その後、STORYの翻訳はいかがでしょうか。
期待しています。

やまだやまだ 2011/10/04 10:30 初めまして。
ロバート・マッキー氏はビジネス界でも注目されていますよね。
翻訳本が完成したらぜひ買いますので、どうか頑張ってください。

ProfDr_SUMIOKAProfDr_SUMIOKA 2011/10/04 18:35 じつは私の方の翻訳は、とっくにできている。ところが、著者本人の意向と関係なく、親本の米国側出版社の日本側代理店が、先に、ある日本側出版社に翻訳出版権(オプション)を売ってしまい、そのうえ、この出版社は、諸般の事情で翻訳できず、また同時に、別の出版社も、翻訳出版権無しにある翻訳家に依頼していたのがばれ、あちこちで話がこじれて、だれもこの本の出版には手を出さない、という最悪の状況にある。

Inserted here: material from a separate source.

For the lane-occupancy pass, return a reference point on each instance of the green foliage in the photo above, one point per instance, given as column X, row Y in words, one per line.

この本、関係者の間での注目度、必要度は高いのだが、親本の古さ、ページ数や内容の難解さから、もはや日本の商業出版社では採算割れが確実視されている。だったら、私がどこかの大学出版会の力を借りてきちんと学術書として出したいのだが、それでもなお例の日本側代理店がかんでいて、ややこしい。マッキー氏は、このバカげた日本の出版事情にあきれかえり、とてもがっかりしている。本が著作者でもない連中の利権に絡み取られると、こういうことになる、という悪い実例だろう。

ばばばば 2012/03/12 12:23 はじめまして。

そんな事情があったんですか。
どうりで日本語版が出版されていないのか分かりました。
とても素晴らしい本なので早く店頭に並ぶことを願います。
私自身、個人的に訳してます。
まだ、数ページですが。
この状況だと日本語版はかなり望みが薄いかな。
そんな気がしてなりません。
とても残念です。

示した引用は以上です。